Ai tersenyum lega. “Terima kasih Tuan Jeon. Terima kasih Bibi Han, Paman Jaesuk dan… TOP Sunbaenim.”
“Sunbaenim?? Hahaha… OK, OK.” TOP terbahak mendengar dirinya di sebut sebagai senior.
“Kalian tega sekali meninggalkan aku!” Pria paruh baya itu buru-buru masuk basecamp. “Apa tukang tahu ini tak boleh bergabung juga?!” Protesnya kesal.
“Paman Hwang??” Lagi-lagi Ai dan teman-temannya dibuat terkejut.
“Anak nakal! Kau lupa siapa yang mengajari anak-anak YOWL bermain alat musik tradisional?” Sambil memukul pelan kepala Ai.
“Maafkan aku Paman.”
“Aku hanya bercanda. Jangan buang waktu lagi. Ayo kita mulai perjuangan kita.”

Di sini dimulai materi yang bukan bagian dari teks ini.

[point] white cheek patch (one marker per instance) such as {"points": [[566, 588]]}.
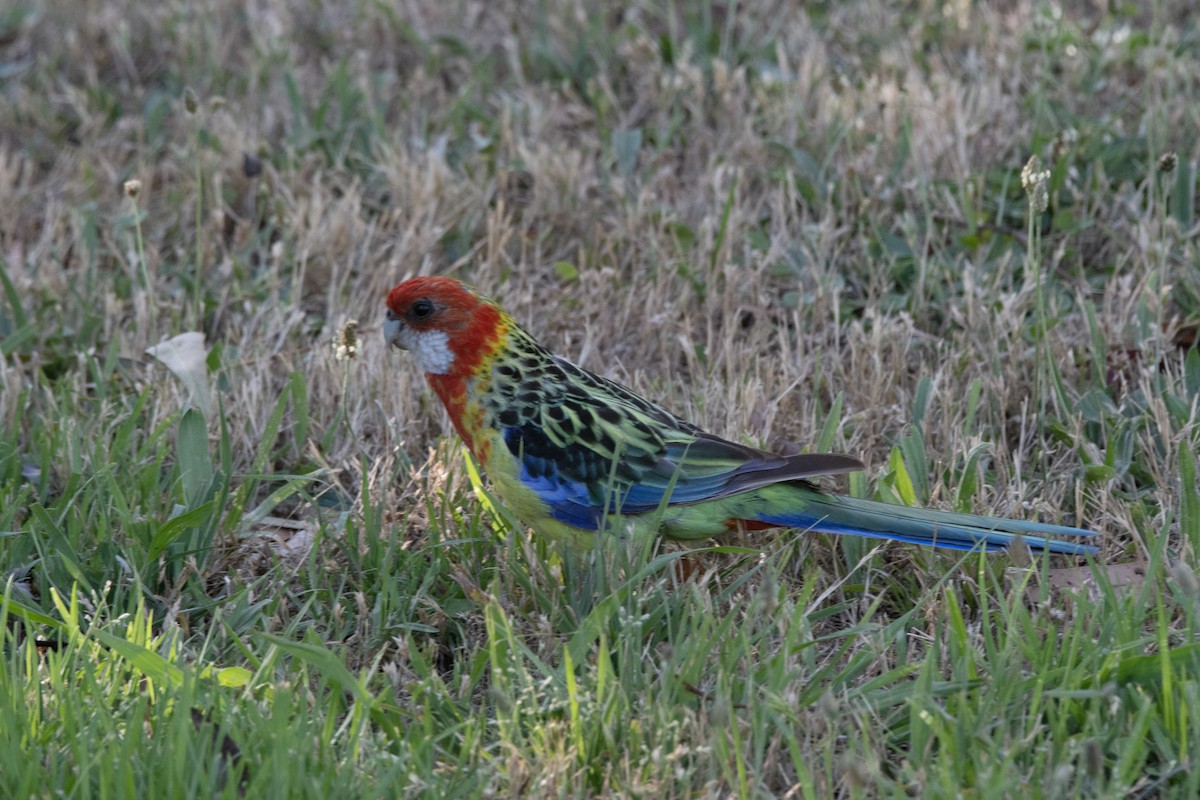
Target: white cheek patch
{"points": [[431, 350]]}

Ai tersenyum menatap kehangatan kebersamaan dalam basecamp malam ini. Ia terharu dan tersanjung karena ulah orang-orang ini. Air mata itu hampir tumpah, Ai berusaha keras menahannya dan terus tersenyum bersama-sama orang-orang ini.
-------
Minki dan Kibum yang berjalan di samping kanan dan kiri Ai ikut senyum-senyum sendiri melihat ekspresi berseri Ai.

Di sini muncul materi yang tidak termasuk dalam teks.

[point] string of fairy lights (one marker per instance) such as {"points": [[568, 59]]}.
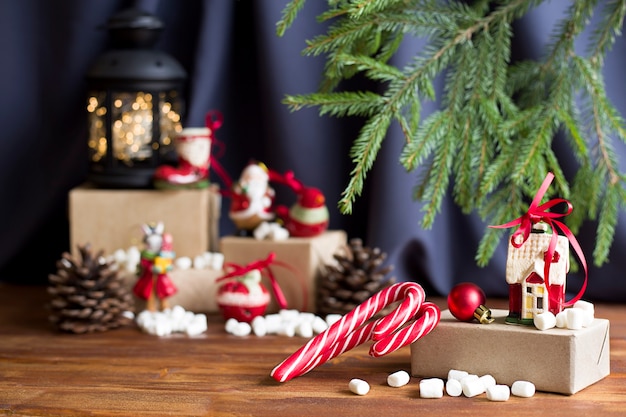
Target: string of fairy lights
{"points": [[132, 127]]}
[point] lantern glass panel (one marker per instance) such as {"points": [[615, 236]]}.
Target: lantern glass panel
{"points": [[132, 119], [96, 108], [131, 133], [170, 121]]}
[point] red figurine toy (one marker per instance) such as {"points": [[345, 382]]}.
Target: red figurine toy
{"points": [[156, 261], [252, 198], [308, 217]]}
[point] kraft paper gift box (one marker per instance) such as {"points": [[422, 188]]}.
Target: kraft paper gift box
{"points": [[306, 255], [555, 360], [111, 219]]}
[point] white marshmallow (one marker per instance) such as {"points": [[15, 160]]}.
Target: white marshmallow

“Benar-benar tak terduga ya?” Kibum memulai obrolan. “Aku jadi makin percaya pada kutipanmu ini, orang dengan niat baik pasti akan selalu dinaungi dengan kebaikan pula walau jalan yang ia lalui sangat terjal.”
“Aku sangat bersemangat saat ini. Bersama-sama kita akan memulai perjuangan ini. Tapi aku tak mau ada pertumpahan darah. Para pembangkang itu pasti akan main kotor nantinya. Kita akan mengerjakannya satu per satu. Ah, rasanya ingin berhenti sekolah saja. di sana sangat membosankan dan di sini sangat menyenangkan.”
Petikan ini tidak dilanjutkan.